At age 20, Roch is said to have distributed his worldly goods among the poor and the sick. He spent the rest of his life tending to the sick during the plague. He travelled to Rome as a mendicant pilgrim. Upon his return, he fell ill himself at Piacenza. He then withdrew into the nearby forest, afraid of infecting others. An angel miraculously cured him, while a dog supplied him with bread. Upon his return to Montpellier, Roch, whose face was marked by the plague, was no longer recognised. He was arrested as a spy and thrown into prison, where he died.

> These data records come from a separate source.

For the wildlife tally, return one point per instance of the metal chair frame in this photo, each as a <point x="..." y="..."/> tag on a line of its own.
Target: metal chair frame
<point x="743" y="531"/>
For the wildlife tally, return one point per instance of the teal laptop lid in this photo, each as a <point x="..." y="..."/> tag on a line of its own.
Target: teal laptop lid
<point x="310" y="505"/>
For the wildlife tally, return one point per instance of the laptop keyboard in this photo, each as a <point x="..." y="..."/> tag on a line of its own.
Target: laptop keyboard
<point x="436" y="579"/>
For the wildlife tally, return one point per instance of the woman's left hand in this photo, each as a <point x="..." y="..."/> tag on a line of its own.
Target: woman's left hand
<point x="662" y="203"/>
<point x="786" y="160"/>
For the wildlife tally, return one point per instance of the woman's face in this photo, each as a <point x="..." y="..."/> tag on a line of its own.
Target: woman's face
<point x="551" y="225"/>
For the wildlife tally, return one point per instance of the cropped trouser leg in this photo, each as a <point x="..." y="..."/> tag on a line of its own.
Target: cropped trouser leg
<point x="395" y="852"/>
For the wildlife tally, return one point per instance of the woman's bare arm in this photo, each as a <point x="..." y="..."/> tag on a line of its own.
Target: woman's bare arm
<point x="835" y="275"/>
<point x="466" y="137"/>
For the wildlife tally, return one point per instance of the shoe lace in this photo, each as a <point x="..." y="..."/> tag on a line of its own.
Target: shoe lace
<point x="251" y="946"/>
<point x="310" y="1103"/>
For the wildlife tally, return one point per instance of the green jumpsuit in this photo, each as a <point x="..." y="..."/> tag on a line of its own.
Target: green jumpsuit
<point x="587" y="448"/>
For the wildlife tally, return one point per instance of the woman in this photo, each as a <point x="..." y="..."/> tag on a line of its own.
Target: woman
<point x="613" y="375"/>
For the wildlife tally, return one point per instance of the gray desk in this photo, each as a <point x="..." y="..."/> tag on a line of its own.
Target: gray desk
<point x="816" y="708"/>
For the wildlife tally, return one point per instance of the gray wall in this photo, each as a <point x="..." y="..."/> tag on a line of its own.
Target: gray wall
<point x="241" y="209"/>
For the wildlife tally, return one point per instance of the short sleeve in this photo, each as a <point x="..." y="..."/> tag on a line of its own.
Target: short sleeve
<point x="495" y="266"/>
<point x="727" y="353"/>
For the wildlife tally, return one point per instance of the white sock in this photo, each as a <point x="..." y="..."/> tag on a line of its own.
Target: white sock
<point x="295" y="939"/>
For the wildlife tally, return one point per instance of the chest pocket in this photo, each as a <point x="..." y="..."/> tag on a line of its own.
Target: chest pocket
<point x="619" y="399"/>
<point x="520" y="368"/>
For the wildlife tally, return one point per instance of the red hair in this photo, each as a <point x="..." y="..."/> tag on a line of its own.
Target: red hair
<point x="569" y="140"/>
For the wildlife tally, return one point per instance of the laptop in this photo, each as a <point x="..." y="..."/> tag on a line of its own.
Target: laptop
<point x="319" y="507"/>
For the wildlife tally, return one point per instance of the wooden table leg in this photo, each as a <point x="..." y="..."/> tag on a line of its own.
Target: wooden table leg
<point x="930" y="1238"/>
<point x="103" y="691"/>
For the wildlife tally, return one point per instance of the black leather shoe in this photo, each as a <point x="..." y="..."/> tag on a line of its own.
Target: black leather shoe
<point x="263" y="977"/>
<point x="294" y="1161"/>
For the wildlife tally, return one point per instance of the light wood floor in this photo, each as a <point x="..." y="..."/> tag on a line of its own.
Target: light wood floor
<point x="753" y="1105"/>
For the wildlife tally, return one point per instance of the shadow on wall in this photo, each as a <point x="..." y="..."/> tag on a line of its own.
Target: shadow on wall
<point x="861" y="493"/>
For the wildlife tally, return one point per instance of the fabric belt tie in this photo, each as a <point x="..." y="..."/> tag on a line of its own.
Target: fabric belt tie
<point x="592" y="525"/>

This statue was carved in a Mechelen workshop between 1500 and 1550. The maker added the city’s mark, which consists of three bars or lines. Roch is accompanied by an angel and points at his wound, which the dog licks. The pilgrim’s staff in his right hand is missing. The console features an unidentified coat of arms.
Museum Hof van Busleyden has three other, similar statues of plague saints in its collection: a Saint Christopher, a Saint Adrian of Nicomedia and a Saint Anthony. The Rijksmuseum in Amsterdam owns a statue of Saint Sebastian, which probably belonged to the same series.
The statues were probably originally created for the Hospital of Our Lady in Mechelen.
Title: Saint Roch of Montpellier
Object type: statue of a saint
Maker: anonymous
Date: around 1520 - 1525
Medium: walnut, polychromy
Dimensions: height: 73 cm (sculpture), height: 28 cm (base)
Inventory number: OCMW B0003
Origin: from the public social welfare centre’s (OCMW) art heritage. Given to the City of Mechelen to manage in 2000.Willy Halsema-Kubes, ‘Een Mechelse H. Sebastiaan’, Bulletin van het Rijksmuseum 19 (1971): 183-188.